Wm. Roger Witherspoon has spent more than 40 years working in all forms of the media as a journalist, author, educator, and public relations specialist. Along the way, he has written extensively on state and national politics, foreign affairs, finance, defense, civil rights, constitutional law, health, the environment, and energy.
Most of his career has been in the news business, working as a full time reporter, editor, columnist, or producer for a variety of media companies including newspapers (The Record, N.J.; The Star Ledger, N.J.; NY Daily News; Atlanta Constitution; Dallas Times Herald; and Journal News (N.Y.); television ( CNN, KNBC and NBC Network); and radio (WCBN, MI.).
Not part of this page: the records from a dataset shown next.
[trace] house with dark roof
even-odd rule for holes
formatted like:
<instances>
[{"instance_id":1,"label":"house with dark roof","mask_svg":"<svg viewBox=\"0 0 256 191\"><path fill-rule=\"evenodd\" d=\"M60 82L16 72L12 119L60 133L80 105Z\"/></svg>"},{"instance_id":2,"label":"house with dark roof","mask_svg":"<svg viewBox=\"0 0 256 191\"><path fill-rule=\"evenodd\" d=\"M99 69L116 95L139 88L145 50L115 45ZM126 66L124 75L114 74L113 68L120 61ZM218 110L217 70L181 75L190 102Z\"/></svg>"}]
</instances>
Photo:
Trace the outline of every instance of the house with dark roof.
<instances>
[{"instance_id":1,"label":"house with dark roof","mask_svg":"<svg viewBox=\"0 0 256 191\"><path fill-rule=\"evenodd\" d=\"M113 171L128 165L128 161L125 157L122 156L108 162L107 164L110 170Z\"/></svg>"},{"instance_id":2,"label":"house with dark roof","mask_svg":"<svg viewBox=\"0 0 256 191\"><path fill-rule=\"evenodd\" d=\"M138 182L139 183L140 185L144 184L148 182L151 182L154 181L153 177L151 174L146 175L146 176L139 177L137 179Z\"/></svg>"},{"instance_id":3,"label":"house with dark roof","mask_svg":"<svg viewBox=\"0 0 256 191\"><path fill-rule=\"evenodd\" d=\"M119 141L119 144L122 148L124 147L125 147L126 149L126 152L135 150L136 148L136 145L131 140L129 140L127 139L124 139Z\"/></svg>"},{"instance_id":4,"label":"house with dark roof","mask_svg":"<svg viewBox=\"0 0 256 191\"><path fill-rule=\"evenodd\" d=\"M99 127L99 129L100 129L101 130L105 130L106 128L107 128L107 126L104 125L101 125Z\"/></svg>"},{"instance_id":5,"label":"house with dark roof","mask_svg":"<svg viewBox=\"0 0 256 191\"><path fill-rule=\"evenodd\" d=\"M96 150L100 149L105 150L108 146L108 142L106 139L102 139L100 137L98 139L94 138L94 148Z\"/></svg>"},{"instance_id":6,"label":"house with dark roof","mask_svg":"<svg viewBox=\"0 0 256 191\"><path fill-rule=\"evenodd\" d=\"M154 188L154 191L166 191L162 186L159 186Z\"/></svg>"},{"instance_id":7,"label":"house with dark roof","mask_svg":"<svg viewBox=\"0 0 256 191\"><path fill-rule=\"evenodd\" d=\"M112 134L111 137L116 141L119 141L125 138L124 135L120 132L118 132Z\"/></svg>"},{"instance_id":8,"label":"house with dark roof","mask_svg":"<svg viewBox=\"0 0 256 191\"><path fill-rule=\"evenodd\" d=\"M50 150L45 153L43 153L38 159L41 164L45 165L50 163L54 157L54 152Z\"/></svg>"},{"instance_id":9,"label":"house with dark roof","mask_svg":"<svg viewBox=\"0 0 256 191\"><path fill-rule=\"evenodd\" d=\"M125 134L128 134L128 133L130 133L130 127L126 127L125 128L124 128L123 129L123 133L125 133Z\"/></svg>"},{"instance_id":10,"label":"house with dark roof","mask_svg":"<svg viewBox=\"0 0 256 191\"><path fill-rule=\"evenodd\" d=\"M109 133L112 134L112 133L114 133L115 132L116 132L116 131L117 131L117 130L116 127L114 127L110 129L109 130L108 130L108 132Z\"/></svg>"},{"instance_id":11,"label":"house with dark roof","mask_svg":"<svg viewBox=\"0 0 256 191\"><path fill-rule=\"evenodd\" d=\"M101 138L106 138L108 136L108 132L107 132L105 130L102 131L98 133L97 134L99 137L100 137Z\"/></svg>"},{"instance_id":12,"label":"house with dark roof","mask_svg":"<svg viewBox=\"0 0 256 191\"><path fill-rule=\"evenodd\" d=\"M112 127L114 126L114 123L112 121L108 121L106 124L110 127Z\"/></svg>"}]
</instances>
As a free lance writer, he has written for several publications, including Time, Newsweek, Fortune, Essence, Black Enterprise, The Economist, and US Black Engineer & IT.
He is the author of "Martin Luther King, Jr...to the Mountaintop," Doubleday, 1985; and co-author of "Feats and Wisdom of the Ancients," Time-Life Books, 1989; "Engineering 101: A Text Manual," Hampton University College of Science and Engineering, 1997; and the extended essay "African Americans and the Technological Society," Microsoft Encarta Africana, 1999.
He is a founder of the Association of Black Journalists, which grew into the present National Association of Black Journalists; and a member of the Society of Environmental Journalists, the International Motor Press Association, and the Automotive Press Association.